Gisotti reported last week that the investigators had placed two legsticks – small chambers containing the bones of the dead – under a shaft of stone slabs inside the Germanic College itself. He added that the bones were found specifically in two holes carved out of a large stone covered by an old paving stone a few meters behind the princesses' graves.
The Vatican promised to continue the investigation, saying that all the bones in The Tombs may have been relocated during the 19th century and during the last decades during construction work on the college building and in a cemetery near St. Peter's Basilica.

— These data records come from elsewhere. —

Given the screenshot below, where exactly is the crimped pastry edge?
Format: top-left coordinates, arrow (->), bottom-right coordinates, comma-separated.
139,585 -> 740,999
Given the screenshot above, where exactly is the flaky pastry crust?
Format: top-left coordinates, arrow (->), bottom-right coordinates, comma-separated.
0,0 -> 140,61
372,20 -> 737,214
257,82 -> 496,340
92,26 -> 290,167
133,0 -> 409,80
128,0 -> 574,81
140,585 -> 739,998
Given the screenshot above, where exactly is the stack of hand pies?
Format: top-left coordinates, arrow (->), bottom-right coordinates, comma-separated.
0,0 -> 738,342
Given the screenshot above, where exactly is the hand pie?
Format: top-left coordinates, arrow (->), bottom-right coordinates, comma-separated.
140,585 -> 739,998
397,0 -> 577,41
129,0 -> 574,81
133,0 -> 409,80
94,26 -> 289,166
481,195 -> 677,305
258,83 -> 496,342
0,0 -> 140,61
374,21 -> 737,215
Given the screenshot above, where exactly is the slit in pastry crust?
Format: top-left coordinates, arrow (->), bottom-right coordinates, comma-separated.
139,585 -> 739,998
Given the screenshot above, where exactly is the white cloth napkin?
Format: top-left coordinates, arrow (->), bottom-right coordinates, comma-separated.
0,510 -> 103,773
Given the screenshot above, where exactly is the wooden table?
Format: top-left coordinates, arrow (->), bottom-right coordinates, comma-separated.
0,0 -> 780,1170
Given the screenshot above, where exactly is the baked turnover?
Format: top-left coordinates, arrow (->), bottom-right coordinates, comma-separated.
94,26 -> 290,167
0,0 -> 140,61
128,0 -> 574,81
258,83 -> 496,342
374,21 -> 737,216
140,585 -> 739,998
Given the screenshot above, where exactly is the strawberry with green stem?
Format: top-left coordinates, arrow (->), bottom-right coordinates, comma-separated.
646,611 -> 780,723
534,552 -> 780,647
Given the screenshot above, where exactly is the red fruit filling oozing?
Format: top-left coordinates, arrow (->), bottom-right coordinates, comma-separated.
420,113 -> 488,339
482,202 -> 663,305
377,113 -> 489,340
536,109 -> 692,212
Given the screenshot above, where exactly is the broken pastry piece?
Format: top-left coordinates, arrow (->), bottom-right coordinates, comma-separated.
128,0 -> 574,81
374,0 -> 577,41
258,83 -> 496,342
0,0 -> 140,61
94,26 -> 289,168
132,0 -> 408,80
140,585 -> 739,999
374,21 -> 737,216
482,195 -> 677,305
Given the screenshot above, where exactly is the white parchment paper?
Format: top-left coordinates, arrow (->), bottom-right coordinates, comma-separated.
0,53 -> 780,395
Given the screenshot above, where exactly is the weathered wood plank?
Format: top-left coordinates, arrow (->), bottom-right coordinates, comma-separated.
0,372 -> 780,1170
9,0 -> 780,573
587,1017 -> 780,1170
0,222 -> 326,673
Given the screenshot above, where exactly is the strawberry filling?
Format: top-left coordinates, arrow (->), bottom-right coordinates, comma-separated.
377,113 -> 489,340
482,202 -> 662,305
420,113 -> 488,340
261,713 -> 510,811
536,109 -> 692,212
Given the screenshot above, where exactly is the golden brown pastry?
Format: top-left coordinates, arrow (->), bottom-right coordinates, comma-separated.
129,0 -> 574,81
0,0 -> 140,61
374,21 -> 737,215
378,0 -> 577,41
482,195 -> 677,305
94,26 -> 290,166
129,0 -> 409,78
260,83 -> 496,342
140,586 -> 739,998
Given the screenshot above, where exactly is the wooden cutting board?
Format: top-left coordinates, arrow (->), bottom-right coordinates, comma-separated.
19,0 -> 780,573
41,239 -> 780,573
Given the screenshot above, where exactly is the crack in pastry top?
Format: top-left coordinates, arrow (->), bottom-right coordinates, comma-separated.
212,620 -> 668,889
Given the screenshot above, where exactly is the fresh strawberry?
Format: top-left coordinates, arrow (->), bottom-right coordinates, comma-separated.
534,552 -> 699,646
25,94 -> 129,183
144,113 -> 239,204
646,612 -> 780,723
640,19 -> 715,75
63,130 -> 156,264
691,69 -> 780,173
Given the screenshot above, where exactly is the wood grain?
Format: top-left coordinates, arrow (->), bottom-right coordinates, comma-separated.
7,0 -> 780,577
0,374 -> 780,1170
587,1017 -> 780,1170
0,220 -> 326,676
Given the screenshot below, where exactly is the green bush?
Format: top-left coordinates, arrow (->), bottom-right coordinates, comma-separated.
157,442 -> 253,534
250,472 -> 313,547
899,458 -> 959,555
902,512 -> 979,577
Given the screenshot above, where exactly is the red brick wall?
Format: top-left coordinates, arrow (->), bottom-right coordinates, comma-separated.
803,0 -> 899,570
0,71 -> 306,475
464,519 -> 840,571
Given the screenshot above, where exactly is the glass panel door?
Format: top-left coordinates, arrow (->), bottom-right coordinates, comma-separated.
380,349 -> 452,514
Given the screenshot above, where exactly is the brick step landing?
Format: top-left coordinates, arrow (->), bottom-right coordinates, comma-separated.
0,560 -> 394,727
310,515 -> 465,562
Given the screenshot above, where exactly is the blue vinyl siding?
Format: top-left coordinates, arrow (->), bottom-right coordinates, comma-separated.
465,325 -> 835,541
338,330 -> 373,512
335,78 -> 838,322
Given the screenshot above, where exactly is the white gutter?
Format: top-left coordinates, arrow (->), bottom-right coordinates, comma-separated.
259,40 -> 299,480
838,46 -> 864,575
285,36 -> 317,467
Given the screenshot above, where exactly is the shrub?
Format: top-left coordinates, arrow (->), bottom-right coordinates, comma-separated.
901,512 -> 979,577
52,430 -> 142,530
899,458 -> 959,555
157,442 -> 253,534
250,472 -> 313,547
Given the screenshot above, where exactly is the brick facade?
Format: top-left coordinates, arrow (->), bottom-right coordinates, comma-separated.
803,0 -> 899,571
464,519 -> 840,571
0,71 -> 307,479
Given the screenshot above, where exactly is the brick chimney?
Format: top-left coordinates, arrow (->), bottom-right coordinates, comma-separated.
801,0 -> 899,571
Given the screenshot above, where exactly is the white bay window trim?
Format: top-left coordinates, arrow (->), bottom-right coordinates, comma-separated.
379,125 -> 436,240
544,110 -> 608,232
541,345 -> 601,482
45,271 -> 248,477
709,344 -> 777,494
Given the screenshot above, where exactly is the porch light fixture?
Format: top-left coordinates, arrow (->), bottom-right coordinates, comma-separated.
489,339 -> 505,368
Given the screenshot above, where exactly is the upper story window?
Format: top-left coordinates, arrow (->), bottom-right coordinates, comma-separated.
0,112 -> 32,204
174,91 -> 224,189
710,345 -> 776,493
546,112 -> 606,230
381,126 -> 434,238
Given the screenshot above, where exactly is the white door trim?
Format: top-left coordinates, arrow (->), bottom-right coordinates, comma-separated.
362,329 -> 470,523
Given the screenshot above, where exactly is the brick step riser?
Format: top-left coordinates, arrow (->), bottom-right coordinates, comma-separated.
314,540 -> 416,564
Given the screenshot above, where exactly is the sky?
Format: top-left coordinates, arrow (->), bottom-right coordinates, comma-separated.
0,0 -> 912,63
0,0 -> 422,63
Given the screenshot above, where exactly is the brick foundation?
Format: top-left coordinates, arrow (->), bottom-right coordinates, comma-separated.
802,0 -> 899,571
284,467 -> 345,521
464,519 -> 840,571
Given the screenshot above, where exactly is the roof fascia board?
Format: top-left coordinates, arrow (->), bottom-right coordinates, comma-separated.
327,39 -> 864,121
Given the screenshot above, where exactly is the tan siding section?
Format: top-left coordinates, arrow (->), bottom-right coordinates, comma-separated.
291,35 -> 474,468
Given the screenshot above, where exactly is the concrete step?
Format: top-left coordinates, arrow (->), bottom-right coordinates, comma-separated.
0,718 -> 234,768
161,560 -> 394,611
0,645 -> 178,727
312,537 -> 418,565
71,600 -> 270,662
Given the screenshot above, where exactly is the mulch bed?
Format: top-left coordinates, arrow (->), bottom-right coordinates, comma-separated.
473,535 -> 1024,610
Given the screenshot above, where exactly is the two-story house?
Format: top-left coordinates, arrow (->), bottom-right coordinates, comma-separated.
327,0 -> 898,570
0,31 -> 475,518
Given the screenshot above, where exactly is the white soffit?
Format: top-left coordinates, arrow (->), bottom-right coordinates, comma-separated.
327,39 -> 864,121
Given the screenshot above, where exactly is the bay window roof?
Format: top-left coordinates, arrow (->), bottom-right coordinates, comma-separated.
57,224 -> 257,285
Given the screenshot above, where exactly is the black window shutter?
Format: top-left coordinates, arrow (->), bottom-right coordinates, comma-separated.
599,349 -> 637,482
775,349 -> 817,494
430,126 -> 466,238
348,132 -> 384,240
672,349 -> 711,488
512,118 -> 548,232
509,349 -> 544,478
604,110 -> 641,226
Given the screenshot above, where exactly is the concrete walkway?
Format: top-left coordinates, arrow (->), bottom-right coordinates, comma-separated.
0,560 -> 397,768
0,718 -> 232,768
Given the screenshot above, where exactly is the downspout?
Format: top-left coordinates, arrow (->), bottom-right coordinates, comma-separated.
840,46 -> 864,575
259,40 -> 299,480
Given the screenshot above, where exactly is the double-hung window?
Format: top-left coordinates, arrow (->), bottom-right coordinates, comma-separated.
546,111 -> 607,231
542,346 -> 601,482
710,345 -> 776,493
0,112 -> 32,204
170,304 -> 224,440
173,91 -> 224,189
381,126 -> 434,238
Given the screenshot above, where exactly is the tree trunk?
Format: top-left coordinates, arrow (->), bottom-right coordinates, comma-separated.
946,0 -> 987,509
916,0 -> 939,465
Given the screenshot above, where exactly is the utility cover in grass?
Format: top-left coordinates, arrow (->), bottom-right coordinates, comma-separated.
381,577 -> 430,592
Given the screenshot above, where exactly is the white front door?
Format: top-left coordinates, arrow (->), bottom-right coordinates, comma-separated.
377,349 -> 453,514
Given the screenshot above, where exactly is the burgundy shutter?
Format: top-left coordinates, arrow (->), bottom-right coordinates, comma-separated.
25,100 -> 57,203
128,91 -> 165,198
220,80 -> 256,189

When Gisotti was asked about Portera's commentary on the large number of bones, he e-mailed The Associated Press saying it was "absolutely normal for an ossuary to have more remains, especially one No surprise. "
Orlandi's case has captured Italy and thrown another cloud of secrets about the already-secret Vatican. Some have suggested that the girl was abducted in an unsuccessful ransom offer to gain the freedom for the Turkish shooter who shot and wounded Pope John Paul II in St. Peter's Square in 1981.
The teenager's family has pressured the Vatican to open its archives looking for possible paper traces related to the case.
There have been no significant developments in this case for years. In 2012, the Italian forensic police exhumed the corpse of a suspected gangster from the crypt of a Roman basilica, hoping to find Orlandi's remains – but the search found no connection] Orlandi's sister Federica Orlandi said that learning the underground remnants cache was "obviously an emotional experience, because I think my sister's bones could be there, but I will not think about it until we get the result."
A The Saturday Vatican statement did not mention the number of remnants in the newly discovered room near the Germanic cemetery, but said the forensics would resume on July 27.
The Associated Press contributed to this report.